If this were true, it would strengthen the case for the throughput-based model I talk about in Recommendations vs. Guidelines and Anxiety Sampler Kits. Instead of worrying only about a medicine’s effect size and side effects, we should worry about whether it is a cheap experiment or an expensive experiment. Imagine a drug that instantly cures 5% of people’s depression, but causes terrible nausea in the other 95%. The traditional model would reject this drug, since its effect size in studies is low and it has severe side effects. On the throughput model, give this drug to everybody, 5% of people will be instantly cured, 95% of people will suffer nausea for a day before realizing it doesn’t work for them, and then the 5% will keep taking it and the other 95% can do something else. This is obviously a huge exaggeration, but I think the principle holds. If there’s enough variability, the benefit-to-side-effect ratio of SSRIs is interesting only insofar as it tells us where in our guideline to put them. After that, what matters is the benefit-to-side-effect ratio for each individual patient.

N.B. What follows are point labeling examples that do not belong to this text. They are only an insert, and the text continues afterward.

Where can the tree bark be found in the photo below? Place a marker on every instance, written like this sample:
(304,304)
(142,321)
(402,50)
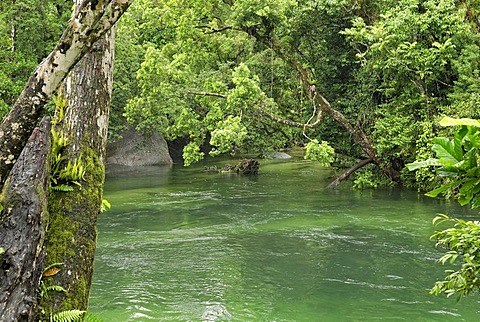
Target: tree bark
(348,173)
(74,214)
(359,137)
(22,230)
(93,19)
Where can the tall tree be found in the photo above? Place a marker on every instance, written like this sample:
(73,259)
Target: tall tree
(93,20)
(86,131)
(73,214)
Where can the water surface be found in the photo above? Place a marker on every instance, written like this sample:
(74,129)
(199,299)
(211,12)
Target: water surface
(184,245)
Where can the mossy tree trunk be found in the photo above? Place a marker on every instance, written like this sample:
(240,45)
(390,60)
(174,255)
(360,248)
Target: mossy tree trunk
(73,215)
(92,21)
(22,229)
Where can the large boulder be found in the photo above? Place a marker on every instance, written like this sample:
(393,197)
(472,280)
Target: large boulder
(138,149)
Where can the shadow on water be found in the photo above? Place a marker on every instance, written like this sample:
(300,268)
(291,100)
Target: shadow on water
(180,244)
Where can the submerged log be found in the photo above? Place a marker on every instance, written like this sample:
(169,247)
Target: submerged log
(22,228)
(248,167)
(244,167)
(346,174)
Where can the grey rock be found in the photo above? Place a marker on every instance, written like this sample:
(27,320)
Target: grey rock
(138,149)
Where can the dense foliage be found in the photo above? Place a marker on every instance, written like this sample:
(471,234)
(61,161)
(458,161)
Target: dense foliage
(457,163)
(229,76)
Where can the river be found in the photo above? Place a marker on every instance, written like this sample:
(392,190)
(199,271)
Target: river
(180,244)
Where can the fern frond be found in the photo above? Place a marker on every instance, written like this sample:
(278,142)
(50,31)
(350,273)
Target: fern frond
(90,317)
(62,187)
(67,316)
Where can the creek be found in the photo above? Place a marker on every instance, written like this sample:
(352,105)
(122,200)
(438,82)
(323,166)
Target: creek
(180,244)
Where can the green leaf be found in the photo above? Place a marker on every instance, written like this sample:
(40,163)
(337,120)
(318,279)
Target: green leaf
(447,151)
(434,193)
(423,164)
(449,121)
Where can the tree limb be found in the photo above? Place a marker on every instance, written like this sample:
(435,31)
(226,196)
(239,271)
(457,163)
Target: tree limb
(92,21)
(22,229)
(346,174)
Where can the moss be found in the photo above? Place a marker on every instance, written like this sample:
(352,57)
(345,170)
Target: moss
(72,236)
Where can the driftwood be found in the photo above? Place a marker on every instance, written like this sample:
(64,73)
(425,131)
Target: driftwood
(346,174)
(22,228)
(245,167)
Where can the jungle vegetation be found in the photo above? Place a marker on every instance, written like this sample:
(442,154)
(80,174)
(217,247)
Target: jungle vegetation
(351,80)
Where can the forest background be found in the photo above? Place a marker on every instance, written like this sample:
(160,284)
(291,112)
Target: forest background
(246,76)
(356,82)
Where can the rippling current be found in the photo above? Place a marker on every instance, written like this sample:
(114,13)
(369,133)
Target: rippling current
(180,244)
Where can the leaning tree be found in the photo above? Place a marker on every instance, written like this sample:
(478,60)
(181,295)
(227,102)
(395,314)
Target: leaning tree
(67,154)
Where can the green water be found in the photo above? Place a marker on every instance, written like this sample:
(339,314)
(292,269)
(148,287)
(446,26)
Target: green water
(183,245)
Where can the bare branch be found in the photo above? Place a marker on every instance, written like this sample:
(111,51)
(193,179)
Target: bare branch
(207,94)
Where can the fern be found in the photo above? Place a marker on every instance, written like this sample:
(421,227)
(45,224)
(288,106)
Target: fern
(67,316)
(45,290)
(90,317)
(62,187)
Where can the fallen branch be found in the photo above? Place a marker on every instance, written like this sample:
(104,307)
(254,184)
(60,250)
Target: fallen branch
(22,229)
(346,174)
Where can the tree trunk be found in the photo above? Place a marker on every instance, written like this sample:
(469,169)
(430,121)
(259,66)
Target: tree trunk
(72,238)
(348,173)
(359,137)
(94,18)
(22,230)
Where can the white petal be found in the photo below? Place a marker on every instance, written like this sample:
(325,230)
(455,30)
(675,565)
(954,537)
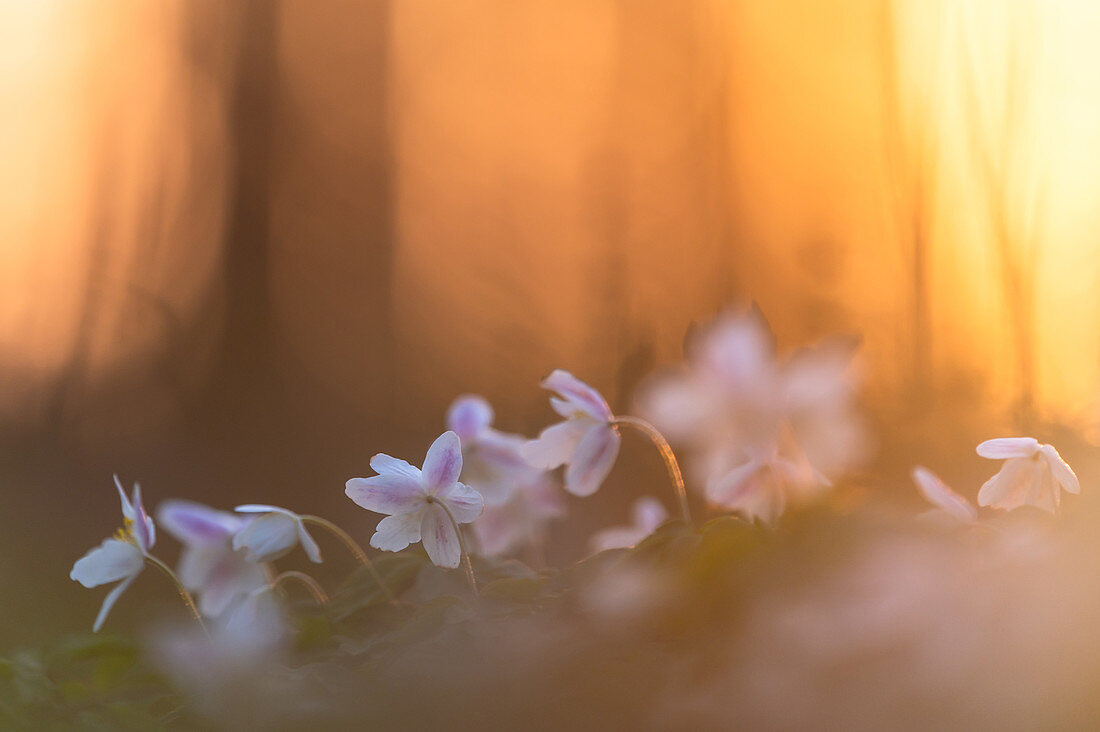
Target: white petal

I don’t hear this talked about much and I don’t know if this is consistent with the studies that have been done.
Fourth, even though SSRIs are branded “antidepressants”, they have an equal right to be called anti-anxiety medications. There’s some evidence that they may work better for this indication than for depression, although it’s hard to tell. I think Irving Kirsch himself makes this claim: he analyzed the efficacy of SSRIs for everything and found a “relatively large effect size” of 0.7 for anxiety (though the study was limited to children). Depression and anxiety are highly comorbid and half of people with a depressive disorder also have an anxiety disorder; there are reasons to think that at some deep level they may be aspects of the same condition. If SSRIs effectively treated anxiety, this might make depressed people feel better in a way that doesn’t necessarily show up on formal depression tests, but which they would express to their psychiatrist as “I feel better”. Or, psychiatrists might have a vague positive glow around SSRIs if it successfully treats their anxiety patients (who may be the same people as their depression patients) and not be very good at separating that positive glow into “depression efficacy” and “anxiety efficacy”. Then they might believe they’ve had good experiences with using SSRIs for depression.
I don’t know if this is true and some other studies find that results for anxiety are almost as abysmal as for depression.